Um nur einige Beispiele zu nennen. Andere Berufsgruppen beschäftigen sich mit anderen wichtigen Lebensbereichen der Patienten, die Übergänge sind dabei fließend (z.B. zwischen Physio- und Ergo- oder Psycho- und Ergotherapie). Bereiche können sein: Körperliche Fitness und Umgang mit körperlichen Einschränkungen (überwiegend Physiotherapie); Ängste, Trauma, Trauer, Depression, Komorbidität (überwiegend Medizin, Psychotherapie); private und berufliche soziale Problemstellungen (Psycho- und Ergotherapie), Ernährung (Ernährungsberatung), Körperpflege und AdL (überwiegend Pflegepersonal, Hauswirtschaft), Impulskontrolle (Psycho- und Bewegungstherapie), Wohnen und Finanzen (Sozialdienst), Tagesstrukturierung/Freizeit (Bezugstherapie, andere Berufsgruppen) und andere mehr.
Also: Lies dir alles zu "BORA" durch.
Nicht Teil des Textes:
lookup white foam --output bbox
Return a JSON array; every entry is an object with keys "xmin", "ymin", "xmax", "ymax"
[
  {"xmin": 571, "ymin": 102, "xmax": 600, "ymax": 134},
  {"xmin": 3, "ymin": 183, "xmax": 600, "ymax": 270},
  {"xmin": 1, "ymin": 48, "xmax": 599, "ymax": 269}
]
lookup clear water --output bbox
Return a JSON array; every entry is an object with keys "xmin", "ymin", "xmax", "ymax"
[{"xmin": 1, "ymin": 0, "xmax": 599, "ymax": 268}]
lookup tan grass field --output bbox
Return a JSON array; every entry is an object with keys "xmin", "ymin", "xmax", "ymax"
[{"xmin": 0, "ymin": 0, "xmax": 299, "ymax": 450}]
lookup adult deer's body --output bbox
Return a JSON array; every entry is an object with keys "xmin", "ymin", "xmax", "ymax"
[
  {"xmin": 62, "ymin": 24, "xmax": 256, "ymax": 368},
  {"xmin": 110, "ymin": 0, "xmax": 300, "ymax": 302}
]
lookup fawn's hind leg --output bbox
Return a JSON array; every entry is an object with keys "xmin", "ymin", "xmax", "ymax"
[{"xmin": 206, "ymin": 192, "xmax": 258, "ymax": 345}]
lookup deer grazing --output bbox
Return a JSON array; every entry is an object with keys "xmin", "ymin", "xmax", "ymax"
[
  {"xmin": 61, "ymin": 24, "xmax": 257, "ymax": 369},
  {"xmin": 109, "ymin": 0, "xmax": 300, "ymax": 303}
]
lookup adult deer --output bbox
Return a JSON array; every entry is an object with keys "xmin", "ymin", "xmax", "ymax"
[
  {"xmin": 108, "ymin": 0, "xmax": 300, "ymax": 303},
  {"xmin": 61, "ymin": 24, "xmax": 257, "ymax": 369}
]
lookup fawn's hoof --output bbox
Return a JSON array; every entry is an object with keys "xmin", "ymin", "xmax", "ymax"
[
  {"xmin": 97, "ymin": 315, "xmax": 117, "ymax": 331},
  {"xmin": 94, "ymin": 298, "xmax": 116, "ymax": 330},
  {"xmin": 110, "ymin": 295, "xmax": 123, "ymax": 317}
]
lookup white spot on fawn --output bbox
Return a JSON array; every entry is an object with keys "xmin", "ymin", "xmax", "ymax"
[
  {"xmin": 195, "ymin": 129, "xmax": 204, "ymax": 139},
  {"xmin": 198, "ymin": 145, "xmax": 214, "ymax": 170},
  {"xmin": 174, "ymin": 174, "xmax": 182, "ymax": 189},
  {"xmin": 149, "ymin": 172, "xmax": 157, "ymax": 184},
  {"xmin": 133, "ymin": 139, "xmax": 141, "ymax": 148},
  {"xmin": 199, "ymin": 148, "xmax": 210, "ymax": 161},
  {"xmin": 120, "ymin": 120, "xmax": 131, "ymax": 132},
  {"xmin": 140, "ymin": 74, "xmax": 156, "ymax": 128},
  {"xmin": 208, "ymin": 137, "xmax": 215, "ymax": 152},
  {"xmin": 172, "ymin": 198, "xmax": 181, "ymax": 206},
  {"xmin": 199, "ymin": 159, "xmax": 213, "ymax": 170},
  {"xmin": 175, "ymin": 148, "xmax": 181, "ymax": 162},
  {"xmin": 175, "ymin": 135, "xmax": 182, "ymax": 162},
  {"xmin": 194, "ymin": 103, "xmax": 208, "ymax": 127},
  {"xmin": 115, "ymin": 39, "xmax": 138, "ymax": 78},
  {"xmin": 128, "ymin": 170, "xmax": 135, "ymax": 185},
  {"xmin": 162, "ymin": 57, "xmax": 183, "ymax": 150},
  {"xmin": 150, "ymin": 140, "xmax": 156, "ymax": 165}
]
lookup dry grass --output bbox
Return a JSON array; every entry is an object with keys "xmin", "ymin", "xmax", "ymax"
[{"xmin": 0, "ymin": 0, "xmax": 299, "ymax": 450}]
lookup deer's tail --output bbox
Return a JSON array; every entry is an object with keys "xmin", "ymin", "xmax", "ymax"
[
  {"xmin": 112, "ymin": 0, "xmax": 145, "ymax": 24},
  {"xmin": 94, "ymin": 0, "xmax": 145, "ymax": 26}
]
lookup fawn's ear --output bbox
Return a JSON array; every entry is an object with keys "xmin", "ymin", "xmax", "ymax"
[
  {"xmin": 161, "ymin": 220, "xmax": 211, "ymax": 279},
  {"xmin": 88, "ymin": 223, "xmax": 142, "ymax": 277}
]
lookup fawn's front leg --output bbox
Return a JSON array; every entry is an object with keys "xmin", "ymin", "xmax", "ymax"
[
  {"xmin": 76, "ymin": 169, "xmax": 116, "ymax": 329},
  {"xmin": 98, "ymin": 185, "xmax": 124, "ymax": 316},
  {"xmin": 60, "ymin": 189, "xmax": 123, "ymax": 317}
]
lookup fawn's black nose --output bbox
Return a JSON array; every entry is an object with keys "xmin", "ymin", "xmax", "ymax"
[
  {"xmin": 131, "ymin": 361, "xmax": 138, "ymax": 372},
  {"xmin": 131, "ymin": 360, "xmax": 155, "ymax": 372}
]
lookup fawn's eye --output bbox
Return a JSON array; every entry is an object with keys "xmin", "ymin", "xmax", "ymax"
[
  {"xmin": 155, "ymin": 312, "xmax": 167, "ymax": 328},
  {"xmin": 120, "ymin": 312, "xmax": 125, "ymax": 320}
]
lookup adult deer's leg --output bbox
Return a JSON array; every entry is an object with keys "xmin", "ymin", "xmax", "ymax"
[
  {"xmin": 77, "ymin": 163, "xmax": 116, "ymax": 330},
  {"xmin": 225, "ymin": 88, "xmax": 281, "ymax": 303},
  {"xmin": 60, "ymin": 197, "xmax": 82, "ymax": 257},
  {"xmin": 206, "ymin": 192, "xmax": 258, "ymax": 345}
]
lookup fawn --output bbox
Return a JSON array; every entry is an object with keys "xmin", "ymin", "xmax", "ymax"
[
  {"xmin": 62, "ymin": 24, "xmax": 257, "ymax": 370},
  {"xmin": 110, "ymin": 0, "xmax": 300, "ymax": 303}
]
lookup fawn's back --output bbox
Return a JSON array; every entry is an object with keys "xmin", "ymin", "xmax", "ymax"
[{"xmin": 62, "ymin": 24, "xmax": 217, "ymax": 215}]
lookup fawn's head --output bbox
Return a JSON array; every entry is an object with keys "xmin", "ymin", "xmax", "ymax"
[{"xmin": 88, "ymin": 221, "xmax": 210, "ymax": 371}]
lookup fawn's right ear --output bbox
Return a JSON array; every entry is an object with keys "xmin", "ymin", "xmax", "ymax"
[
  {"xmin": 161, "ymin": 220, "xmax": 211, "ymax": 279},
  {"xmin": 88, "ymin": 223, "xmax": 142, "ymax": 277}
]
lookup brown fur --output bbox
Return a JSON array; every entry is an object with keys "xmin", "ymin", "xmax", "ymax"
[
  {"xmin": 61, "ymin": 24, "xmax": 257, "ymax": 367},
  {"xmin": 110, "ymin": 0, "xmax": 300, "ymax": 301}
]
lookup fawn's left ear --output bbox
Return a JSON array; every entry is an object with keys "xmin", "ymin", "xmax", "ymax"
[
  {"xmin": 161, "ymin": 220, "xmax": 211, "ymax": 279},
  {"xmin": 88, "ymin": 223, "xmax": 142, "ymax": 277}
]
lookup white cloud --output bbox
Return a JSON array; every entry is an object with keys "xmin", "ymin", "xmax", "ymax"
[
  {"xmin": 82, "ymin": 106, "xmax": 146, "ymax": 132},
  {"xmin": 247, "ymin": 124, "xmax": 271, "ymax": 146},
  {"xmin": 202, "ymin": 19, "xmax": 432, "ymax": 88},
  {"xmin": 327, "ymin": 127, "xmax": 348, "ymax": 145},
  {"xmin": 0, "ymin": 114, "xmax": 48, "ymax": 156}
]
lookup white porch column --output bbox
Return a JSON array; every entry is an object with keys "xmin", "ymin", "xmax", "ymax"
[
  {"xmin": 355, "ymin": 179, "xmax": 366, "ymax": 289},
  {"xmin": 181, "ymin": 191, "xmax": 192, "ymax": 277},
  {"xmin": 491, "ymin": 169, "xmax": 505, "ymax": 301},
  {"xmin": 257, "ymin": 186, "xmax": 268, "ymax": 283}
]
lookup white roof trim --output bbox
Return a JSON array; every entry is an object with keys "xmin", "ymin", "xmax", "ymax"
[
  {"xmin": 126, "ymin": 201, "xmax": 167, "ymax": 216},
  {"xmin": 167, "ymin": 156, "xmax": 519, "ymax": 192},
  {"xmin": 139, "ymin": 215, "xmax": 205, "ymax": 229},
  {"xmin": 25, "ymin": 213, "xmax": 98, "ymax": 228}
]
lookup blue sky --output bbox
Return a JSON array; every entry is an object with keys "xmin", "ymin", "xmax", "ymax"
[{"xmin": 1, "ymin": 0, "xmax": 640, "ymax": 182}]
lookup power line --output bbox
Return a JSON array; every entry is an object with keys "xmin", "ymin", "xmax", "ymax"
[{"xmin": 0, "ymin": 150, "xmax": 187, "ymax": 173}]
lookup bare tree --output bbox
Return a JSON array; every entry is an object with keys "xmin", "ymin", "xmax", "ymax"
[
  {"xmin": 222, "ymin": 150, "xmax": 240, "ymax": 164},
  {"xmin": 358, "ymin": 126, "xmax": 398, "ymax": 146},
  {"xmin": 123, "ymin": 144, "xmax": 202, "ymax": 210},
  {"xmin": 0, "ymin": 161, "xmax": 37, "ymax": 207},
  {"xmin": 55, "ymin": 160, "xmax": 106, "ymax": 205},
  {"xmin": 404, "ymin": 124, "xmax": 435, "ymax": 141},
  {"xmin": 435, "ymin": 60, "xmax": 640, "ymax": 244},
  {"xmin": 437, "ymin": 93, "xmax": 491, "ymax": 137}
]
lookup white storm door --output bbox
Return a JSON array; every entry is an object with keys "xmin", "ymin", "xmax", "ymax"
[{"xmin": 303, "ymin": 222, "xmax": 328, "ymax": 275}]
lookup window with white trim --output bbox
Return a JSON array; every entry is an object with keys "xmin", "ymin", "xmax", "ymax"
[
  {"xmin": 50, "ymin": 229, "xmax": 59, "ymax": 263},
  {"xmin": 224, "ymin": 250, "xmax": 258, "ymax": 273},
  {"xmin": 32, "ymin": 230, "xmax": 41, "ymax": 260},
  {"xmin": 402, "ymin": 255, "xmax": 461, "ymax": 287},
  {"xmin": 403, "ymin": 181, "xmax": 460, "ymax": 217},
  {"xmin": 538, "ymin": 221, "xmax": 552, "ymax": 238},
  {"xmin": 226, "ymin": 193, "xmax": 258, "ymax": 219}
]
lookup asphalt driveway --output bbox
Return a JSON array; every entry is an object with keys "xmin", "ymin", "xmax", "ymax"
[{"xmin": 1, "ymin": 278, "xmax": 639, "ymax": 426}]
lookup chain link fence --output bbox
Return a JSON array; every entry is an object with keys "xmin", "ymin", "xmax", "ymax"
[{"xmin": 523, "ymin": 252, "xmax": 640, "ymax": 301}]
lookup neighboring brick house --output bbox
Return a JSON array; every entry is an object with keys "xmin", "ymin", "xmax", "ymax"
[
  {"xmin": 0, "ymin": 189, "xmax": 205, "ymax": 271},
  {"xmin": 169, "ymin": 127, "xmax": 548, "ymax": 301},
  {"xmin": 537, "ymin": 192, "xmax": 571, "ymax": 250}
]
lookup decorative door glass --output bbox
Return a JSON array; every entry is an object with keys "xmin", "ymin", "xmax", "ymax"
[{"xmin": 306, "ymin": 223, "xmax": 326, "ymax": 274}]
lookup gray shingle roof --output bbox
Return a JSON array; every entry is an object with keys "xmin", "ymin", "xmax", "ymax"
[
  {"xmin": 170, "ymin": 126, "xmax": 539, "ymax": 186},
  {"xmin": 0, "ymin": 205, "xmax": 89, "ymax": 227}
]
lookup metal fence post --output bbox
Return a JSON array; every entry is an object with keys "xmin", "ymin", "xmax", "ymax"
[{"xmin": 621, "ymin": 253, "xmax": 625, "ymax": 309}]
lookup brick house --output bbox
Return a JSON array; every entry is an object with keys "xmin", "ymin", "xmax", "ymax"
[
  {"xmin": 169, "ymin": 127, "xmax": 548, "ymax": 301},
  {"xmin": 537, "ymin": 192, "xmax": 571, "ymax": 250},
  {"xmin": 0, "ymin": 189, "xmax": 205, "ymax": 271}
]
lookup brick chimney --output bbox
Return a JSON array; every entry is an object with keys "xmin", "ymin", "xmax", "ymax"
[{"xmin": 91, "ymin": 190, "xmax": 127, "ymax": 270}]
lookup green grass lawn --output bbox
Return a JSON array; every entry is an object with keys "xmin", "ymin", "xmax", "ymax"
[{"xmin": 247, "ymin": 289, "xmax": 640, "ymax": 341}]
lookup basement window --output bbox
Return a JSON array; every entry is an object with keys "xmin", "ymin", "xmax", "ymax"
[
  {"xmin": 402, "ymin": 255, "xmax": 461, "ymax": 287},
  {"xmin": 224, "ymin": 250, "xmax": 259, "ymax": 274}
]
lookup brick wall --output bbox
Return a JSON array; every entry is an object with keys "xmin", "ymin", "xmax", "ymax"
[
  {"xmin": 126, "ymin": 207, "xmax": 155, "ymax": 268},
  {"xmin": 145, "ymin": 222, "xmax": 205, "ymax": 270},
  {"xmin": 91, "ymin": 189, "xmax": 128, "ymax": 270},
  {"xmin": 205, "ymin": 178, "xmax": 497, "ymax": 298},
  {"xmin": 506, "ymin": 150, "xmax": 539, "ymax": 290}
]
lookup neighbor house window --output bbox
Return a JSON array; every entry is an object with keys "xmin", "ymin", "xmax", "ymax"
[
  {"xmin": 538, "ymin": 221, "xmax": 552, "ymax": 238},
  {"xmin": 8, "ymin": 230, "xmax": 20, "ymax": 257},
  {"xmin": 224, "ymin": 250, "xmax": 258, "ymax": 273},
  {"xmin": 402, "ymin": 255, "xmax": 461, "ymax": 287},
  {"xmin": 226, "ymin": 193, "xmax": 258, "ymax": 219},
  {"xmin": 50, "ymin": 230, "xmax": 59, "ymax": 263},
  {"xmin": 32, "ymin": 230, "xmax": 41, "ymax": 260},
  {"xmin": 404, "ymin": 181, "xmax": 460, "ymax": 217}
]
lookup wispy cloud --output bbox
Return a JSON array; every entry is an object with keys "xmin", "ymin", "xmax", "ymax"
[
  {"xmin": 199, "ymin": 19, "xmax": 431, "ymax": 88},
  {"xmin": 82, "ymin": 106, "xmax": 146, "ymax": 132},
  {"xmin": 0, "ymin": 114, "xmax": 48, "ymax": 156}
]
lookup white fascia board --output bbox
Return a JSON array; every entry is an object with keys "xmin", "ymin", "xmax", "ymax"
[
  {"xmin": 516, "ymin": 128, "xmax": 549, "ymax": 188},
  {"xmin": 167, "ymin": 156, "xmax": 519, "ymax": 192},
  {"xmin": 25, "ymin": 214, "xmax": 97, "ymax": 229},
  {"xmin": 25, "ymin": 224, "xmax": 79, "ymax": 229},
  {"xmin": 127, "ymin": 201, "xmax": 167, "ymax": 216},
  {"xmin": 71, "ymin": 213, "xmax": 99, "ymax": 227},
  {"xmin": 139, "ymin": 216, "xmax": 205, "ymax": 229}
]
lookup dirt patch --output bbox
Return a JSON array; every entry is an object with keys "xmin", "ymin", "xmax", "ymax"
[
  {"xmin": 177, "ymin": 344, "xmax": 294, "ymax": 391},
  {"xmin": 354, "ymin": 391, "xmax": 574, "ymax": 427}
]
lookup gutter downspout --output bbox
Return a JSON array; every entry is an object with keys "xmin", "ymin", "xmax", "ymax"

Schau, was über andere Berufsgruppen abgedeckt wird bzw. wie die Zuständigkeiten verteilt sind. Schau dir das Gesamtkonzept der Einrichtung an. Und vor allem: Sprich mit deinen Patienten und beachte Teilhabebeeinträchtigungen und Kontextfaktoren.
Viel Spaß dabei :) Kinaa
Nicht alles, was Hand und Fuß hat, hat auch Herz und Hirn.